Neurological improvement followed treatment with high-dose corticosteroids, with patients tending to relapse without long-term immunosuppression. "This condition is eminently treatable," Dr. McKeon says.
Although the GFAP antibody is present in serum and CSF, the specificity for autoimmune central nervous system disease appears more robust in spinal fluid. Dr. McKeon recommends that referring physicians who suspect the disorder submit to Mayo Clinic both patient CSF and serum samples for an autoimmune encephalopathy evaluation.
"As well as doing the routine autoimmune tests, we can also look for this very specific antibody on a research basis," he says. A Mayo Clinic neurologist will contact the physician about the test results and advise on treatment if the results are positive.

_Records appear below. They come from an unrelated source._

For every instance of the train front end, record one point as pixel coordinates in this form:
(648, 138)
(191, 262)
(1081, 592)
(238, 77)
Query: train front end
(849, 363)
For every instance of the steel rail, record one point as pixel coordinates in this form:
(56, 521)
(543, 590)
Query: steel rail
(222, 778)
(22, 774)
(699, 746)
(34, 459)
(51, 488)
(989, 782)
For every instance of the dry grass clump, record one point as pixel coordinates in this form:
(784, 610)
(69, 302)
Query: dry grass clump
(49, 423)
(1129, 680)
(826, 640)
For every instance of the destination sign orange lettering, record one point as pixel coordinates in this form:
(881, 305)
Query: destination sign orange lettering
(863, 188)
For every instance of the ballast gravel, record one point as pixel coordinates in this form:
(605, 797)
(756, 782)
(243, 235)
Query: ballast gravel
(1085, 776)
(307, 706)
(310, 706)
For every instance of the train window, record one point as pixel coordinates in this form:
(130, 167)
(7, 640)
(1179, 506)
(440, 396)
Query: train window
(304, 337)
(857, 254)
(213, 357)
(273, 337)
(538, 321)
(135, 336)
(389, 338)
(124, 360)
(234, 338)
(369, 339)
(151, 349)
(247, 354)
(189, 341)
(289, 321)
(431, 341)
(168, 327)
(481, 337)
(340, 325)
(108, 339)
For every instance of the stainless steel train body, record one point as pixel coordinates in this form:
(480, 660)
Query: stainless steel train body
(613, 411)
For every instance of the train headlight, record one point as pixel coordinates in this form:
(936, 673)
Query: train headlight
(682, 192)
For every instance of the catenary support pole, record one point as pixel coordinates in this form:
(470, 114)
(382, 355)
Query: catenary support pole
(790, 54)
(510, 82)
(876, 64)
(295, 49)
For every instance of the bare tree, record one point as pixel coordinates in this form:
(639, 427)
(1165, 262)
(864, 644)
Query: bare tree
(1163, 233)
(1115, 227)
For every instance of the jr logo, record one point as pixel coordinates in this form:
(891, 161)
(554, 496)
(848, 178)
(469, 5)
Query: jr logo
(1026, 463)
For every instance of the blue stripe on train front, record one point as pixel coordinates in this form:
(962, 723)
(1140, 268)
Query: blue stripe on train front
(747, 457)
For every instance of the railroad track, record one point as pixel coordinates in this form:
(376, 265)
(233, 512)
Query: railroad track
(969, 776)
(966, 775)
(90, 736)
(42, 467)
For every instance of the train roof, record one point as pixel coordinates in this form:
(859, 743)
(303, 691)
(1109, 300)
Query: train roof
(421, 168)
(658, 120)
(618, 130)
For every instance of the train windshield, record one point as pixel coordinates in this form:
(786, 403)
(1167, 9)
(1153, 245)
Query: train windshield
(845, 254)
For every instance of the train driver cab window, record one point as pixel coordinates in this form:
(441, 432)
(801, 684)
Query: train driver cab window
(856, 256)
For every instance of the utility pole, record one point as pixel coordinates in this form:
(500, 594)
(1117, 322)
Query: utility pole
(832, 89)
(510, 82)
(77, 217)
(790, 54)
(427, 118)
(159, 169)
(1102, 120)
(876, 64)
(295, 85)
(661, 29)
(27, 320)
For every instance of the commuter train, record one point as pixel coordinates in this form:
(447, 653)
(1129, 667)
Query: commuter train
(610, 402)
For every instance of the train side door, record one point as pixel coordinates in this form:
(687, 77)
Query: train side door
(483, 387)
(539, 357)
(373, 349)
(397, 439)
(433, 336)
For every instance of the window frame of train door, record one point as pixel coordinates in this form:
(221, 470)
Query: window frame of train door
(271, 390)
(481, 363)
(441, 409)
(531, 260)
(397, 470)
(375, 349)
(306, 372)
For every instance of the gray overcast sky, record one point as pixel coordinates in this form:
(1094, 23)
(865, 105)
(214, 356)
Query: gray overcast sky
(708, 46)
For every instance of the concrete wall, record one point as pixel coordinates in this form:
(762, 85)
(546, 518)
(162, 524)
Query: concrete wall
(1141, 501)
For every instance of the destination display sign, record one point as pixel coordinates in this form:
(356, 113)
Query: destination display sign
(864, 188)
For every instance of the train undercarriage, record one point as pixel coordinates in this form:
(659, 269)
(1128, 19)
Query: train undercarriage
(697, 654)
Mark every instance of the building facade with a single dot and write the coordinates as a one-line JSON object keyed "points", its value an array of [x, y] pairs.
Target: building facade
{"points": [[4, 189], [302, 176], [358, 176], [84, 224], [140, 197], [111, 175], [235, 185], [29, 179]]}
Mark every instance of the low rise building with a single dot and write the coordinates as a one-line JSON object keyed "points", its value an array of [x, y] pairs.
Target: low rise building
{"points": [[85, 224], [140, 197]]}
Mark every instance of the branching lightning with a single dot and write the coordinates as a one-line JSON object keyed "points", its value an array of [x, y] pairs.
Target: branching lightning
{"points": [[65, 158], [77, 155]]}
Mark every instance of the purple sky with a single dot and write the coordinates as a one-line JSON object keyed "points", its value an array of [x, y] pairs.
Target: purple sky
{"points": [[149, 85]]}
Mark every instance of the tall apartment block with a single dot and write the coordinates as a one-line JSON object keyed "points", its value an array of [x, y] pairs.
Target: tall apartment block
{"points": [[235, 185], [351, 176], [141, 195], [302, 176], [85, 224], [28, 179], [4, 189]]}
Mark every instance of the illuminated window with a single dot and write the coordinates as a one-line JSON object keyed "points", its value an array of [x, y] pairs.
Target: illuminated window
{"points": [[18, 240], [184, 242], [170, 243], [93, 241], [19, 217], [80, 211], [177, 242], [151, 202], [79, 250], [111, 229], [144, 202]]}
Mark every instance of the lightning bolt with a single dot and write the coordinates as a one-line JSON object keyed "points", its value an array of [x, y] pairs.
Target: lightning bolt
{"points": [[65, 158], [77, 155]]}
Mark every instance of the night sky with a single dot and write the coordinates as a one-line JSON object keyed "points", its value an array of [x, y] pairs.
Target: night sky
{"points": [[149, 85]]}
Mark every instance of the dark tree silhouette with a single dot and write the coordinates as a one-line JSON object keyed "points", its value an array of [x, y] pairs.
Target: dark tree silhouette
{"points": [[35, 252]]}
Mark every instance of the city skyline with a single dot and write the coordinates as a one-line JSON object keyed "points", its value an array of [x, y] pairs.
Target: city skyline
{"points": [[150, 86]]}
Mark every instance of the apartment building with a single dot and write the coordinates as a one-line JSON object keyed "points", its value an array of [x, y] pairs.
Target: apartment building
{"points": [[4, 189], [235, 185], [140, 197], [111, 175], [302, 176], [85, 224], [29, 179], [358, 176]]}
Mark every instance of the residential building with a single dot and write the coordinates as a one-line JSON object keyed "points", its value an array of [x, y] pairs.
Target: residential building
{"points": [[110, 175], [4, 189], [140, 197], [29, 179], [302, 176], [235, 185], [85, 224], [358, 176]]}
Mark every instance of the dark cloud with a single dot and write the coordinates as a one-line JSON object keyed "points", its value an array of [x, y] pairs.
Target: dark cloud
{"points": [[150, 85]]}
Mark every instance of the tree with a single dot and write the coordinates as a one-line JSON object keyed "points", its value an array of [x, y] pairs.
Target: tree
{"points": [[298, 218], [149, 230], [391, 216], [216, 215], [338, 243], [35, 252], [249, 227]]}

Dr. Lennon notes that at least one-third of the patients screened at Mayo Clinic who have the GFAP antibody are subsequently found to have neoplasms, at varied locations. "The tumors we're finding might be in the ovary, the prostate gland or the gastrointestinal tract. Some are benign and some malignant," she says.
Further research is underway to determine whether different forms of the GFAP antigen might be more predictive of cancer, and more generally to gain insight into the pathophysiology of this newly recognized autoimmune meningoencephalomyelitis. "There are likely to be unusual neurological presentations we haven't encountered yet," Dr. Lennon says.
For more information
Fang B, et al. Autoimmune glial fibrillary acidic protein astrocytopathy: A novel meningoencephalomyelitis. JAMA Neurology. 2016;73:1297.